A retiree with $100,000 in a brokerage account wants a predictable monthly check covering recurring bills. The target is $750 a month, or $9,000 a year, a 9% blended yield. That exceeds what an S&P 500 index fund or bond ladder pays today. So the income must come from covered-call ETFs and a business development company.
This scenario appears constantly on retirement forums. A recent r/Dividends thread asked how to turn a six-figure rollover into rent and grocery money without selling shares monthly. The answer is straightforward: a small set of monthly-paying funds chosen with a clear understanding of the tradeoffs.
The Setup at a Glance
- Capital: $100,000, split evenly into three sleeves of about $33,333
- Income target: $750/month ($9,000/year)
- Required blended yield: 9%
- Cadence: All three holdings pay monthly, with one adding quarterly supplementals
Why the Yield Comes From Options Income and Private Credit
To clear 9%, you sacrifice some upside. Covered-call ETFs cap equity gains for option premiums, and BDCs lend to private companies at floating rates that compress when the Fed cuts. A 9% distribution on $100,000 produces $9,000 in cash, but if the underlying NAV drifts down 2% annually, the real return approaches 7%. That remains meaningful supplemental income for a retiree whose principal is not earmarked for heirs.

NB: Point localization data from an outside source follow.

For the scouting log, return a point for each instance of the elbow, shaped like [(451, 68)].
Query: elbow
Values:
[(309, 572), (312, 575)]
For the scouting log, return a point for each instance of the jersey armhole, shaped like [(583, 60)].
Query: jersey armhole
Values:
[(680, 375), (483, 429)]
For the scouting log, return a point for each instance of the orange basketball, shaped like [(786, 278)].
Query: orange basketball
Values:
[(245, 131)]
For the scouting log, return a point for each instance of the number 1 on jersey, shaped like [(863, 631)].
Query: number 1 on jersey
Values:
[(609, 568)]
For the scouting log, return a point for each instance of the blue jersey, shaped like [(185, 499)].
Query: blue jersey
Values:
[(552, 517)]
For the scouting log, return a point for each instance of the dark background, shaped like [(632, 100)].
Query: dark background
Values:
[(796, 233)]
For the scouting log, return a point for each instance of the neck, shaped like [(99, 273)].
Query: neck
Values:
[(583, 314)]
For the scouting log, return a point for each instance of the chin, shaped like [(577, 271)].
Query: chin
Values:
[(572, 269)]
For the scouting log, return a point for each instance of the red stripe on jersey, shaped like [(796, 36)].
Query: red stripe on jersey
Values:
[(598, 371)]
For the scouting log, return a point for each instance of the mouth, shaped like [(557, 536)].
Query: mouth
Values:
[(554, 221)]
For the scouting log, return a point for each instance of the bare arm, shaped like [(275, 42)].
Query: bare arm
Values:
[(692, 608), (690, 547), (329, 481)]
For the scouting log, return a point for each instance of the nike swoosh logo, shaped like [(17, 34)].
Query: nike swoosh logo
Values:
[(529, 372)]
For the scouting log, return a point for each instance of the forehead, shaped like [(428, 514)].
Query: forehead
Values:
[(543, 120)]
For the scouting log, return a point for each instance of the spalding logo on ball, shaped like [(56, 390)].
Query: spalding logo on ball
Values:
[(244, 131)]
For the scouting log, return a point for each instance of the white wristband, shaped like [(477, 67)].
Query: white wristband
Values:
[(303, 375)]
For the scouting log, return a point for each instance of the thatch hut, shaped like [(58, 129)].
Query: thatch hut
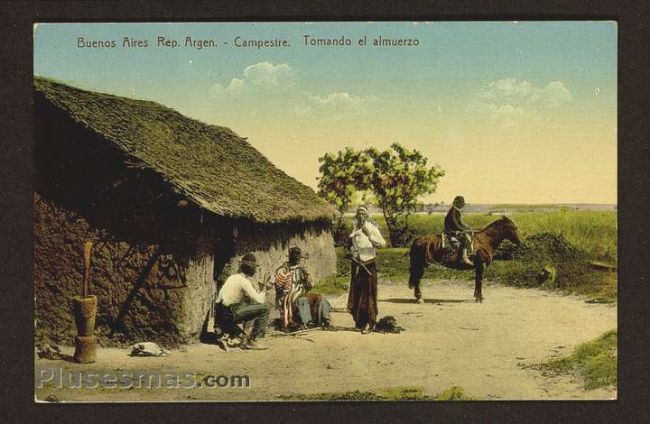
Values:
[(169, 202)]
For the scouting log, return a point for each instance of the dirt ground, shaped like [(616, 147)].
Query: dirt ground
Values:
[(449, 341)]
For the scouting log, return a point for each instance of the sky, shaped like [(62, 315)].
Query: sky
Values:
[(514, 112)]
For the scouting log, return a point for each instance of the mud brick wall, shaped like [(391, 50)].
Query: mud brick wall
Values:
[(271, 248), (145, 291)]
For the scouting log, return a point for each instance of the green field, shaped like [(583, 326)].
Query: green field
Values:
[(561, 249)]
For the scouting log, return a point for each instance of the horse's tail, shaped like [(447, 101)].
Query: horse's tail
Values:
[(416, 262)]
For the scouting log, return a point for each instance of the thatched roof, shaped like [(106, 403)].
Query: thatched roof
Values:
[(211, 165)]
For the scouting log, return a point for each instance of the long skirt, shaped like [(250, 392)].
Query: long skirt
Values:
[(362, 299)]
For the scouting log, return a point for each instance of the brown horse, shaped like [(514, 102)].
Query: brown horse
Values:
[(429, 249)]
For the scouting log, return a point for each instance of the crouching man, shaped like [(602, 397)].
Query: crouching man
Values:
[(239, 301)]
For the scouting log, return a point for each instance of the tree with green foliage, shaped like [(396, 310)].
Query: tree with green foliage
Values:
[(398, 177), (342, 174)]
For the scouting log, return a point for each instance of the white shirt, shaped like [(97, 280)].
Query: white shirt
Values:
[(236, 287), (363, 247)]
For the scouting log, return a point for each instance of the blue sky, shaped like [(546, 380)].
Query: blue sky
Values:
[(534, 100)]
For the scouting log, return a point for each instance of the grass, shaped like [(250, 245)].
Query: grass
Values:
[(594, 362), (398, 393), (561, 245)]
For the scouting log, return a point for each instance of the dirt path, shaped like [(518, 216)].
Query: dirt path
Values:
[(450, 341)]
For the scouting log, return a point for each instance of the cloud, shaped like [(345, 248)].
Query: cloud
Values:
[(263, 76), (510, 101), (335, 106), (264, 81)]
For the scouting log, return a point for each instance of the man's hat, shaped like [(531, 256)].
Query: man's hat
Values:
[(249, 259)]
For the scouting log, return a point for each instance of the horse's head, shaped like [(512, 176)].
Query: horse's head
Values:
[(509, 230)]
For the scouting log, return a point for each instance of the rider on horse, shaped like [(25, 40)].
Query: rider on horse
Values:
[(456, 227)]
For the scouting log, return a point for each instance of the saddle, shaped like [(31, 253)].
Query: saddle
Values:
[(452, 243)]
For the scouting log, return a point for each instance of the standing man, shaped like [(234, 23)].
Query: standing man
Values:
[(455, 226), (362, 299), (238, 301), (294, 298)]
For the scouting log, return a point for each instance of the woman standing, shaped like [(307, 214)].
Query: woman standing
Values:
[(362, 299)]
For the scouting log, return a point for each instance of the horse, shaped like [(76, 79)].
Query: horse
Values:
[(428, 249)]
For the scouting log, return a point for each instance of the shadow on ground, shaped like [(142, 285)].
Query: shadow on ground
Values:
[(410, 300)]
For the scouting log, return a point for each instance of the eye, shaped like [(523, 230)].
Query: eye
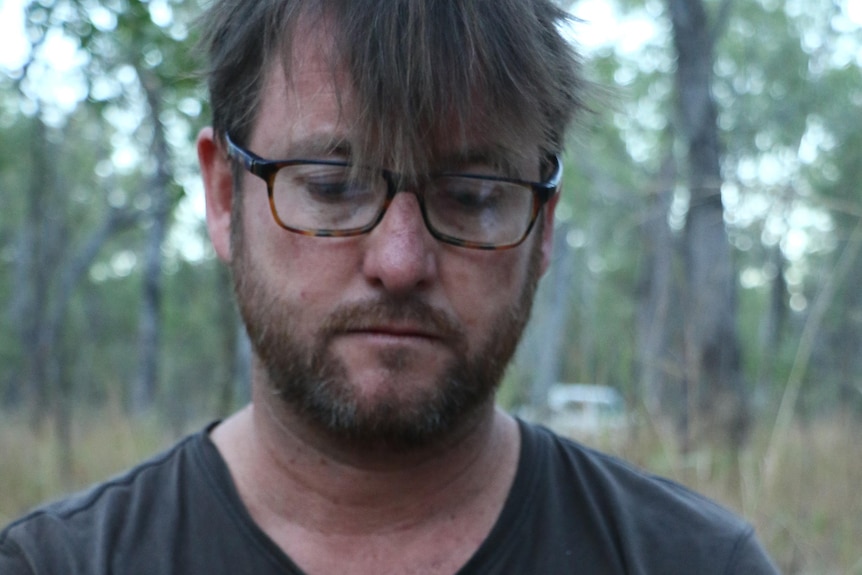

Account location matters more than most realize. Covered-call premiums and BDC dividends are taxed largely as ordinary income, not qualified dividends. Holding these inside an IRA shelters the drag. In a taxable account, a retiree in the 12% bracket keeps most of it; one in the 24% bracket loses real ground.
The Three Sleeves
- NEOS S&P 500 High Income ETF (NYSEARCA: SPYI) sells call options on the S&P 500 to generate monthly cash. Recent payouts have run $0.51 to $0.53 per share on a $54 share price, annualizing near 11.5%. The fund holds nearly $6.9 billion in assets and charges 0.68%. SPYI delivered a 23% total return over the past year, so the capped-upside critique has not materialized recently.
- JPMorgan Equity Premium Income ETF (NYSEARCA: JEPI) uses equity-linked notes against a low-volatility stock basket and distributes around 8% monthly. The 0.35% expense ratio is the cheapest sleeve, and the lower-beta basket dampens drawdowns when SPYI’s options book gets whipsawed.
- Main Street Capital (NYSE: MAIN | MAIN Price Prediction) anchors private credit. The BDC pays $0.26 monthly plus a $0.30 quarterly supplemental, now in its nineteenth consecutive quarter as a top-up, stacking to $4.32 annually, or roughly 8.4% on a $51 share price. Coverage looks healthy: Q1 distributable net investment income was $1.00 per share against $0.82 paid, NAV rose to $33.46, and insiders bought across multiple coordinated windows between March and May.
Blended, the three sleeves produce roughly $9,000 to $10,300 annually on $100,000, with supplementals from MAIN cushioning when option premiums compress in quiet markets.
What to Do With This
Put the portfolio inside an IRA if you have room. Ordinary-income tax treatment eats 20% to 30% of cash flow in a taxable account, the single most expensive mistake with monthly-payer portfolios.
Treat distributions as variables. SPYI’s payout has swung from $0.46 to $0.55 in the last two years, so build a one-month cash buffer rather than auto-paying bills the day a distribution lands.
Do not chase higher yields by concentrating in any single fund. Diversification across S&P call writing, low-volatility equity income, and private credit keeps a bad quarter in one strategy from disrupting the monthly check.